Ember Stuart W, Lambert Que T, Berndt Norbert, Gunawan Steven, Ayaz Muhammad, Tauro Marilena, Zhu Jin-Yi, Cranfill Paula J, Greninger Patricia, Lynch Conor C, Benes Cyril H, Lawrence Harshani R, Reuther Gary W, Lawrence Nicholas J, Schönbrunn Ernst
Drug Discovery Department, Moffitt Cancer Center, Tampa, Florida.
Tumor Biology Department, Moffitt Cancer Center, Tampa, Florida.
Mol Cancer Ther. 2017 Jun;16(6):1054-1067. doi: 10.1158/1535-7163.MCT-16-0568-T. Epub 2017 Mar 23.

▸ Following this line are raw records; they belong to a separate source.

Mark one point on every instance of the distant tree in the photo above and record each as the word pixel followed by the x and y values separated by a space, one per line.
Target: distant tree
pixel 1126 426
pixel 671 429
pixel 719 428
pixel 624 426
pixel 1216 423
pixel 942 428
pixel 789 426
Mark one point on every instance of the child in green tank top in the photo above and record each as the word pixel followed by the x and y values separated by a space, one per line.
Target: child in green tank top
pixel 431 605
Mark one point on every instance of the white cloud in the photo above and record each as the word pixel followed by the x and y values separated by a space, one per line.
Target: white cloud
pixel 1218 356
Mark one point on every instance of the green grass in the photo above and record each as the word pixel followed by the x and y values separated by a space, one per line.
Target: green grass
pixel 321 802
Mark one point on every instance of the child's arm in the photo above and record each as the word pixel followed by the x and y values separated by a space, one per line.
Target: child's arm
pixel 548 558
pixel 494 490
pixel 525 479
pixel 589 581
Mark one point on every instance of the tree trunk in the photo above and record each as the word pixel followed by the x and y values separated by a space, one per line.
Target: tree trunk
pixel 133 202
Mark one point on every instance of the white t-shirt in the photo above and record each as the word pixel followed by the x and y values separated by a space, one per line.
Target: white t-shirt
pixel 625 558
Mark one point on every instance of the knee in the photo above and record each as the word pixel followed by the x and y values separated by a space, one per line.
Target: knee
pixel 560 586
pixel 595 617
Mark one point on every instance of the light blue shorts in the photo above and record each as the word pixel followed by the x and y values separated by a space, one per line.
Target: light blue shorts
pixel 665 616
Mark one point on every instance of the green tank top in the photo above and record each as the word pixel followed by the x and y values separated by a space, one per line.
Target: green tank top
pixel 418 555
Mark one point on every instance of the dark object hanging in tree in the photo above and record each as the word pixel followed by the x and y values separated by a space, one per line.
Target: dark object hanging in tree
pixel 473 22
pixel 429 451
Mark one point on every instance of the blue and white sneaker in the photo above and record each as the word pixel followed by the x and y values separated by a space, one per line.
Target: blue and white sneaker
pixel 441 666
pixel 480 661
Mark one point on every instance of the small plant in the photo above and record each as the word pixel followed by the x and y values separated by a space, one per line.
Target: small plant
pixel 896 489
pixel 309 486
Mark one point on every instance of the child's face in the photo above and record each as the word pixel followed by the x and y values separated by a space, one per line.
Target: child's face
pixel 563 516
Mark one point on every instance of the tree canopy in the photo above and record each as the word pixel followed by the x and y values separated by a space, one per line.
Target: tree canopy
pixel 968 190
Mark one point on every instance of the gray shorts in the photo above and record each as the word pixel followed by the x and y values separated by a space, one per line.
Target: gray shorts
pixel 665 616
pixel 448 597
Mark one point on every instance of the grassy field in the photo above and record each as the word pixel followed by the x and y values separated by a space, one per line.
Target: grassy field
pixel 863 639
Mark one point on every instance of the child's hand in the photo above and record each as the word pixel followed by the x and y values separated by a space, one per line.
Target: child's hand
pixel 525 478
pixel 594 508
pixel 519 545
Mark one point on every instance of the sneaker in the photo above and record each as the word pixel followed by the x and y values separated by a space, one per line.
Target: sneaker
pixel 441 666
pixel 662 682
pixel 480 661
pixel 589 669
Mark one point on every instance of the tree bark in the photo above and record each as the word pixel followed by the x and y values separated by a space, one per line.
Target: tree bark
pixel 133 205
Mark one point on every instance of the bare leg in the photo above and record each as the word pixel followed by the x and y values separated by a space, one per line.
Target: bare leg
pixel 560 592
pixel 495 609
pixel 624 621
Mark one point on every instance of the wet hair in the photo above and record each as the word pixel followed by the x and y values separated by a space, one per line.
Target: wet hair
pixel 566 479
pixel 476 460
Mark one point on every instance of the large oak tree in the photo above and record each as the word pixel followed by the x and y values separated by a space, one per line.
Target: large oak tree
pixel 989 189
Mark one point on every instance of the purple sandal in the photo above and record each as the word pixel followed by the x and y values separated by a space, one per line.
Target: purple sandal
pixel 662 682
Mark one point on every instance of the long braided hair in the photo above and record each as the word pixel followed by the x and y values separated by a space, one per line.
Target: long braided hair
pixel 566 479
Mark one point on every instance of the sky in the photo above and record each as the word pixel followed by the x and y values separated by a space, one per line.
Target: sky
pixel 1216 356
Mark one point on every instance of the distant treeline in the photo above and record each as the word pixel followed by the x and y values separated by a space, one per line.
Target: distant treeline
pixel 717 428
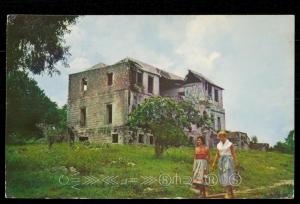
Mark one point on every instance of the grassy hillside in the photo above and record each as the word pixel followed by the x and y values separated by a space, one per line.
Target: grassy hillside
pixel 32 171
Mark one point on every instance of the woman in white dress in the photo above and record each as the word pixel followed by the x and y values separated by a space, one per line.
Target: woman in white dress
pixel 226 158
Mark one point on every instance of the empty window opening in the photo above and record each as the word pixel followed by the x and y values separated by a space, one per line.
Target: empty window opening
pixel 181 93
pixel 141 138
pixel 109 79
pixel 139 78
pixel 150 84
pixel 82 139
pixel 84 85
pixel 216 95
pixel 83 117
pixel 151 139
pixel 191 140
pixel 109 113
pixel 115 138
pixel 219 123
pixel 209 91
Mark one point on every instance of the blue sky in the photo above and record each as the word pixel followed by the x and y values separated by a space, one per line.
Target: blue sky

Synergistic action of kinase and BET bromodomain inhibitors in cell killing has been reported for a variety of cancers. Using the chemical scaffold of the JAK2 inhibitor TG101348, we developed and characterized single agents which potently and simultaneously inhibit BRD4 and a specific set of oncogenic tyrosine kinases including JAK2, FLT3, RET, and ROS1. Lead compounds showed on-target inhibition in several blood cancer cell lines and were highly efficacious at inhibiting the growth of hematopoietic progenitor cells from patients with myeloproliferative neoplasm. Screening across 931 cancer cell lines revealed differential growth inhibitory potential with highest activity against bone and blood cancers and greatly enhanced activity over the single BET inhibitor JQ1. Gene drug sensitivity analyses and drug combination studies indicate synergism of BRD4 and kinase inhibition as a plausible reason for the superior potency in cell killing. Combined, our findings indicate promising potential of these agents as novel chemical probes and cancer therapeutics. .
激酶和BET溴结构域抑制剂在细胞杀伤中的协同作用已在多种癌症中被报道。利用JAK2抑制剂TG101348的化学骨架,我们开发并表征了能有效且同时抑制BRD4和一组特定致癌酪氨酸激酶(包括JAK2、FLT3、RET和ROS1)的单一药物。先导化合物在几种血液癌细胞系中显示出靶向抑制作用,并且在抑制骨髓增殖性肿瘤患者的造血祖细胞生长方面非常有效。对931个癌细胞系的筛选揭示了不同的生长抑制潜力,对骨癌和血癌的活性最高,且比单一的BET抑制剂JQ1活性大大增强。基因药物敏感性分析和药物联合研究表明,BRD4抑制和激酶抑制的协同作用是细胞杀伤中效力更强的一个合理原因。综合来看,我们的研究结果表明这些药物作为新型化学探针和癌症治疗药物具有广阔的前景。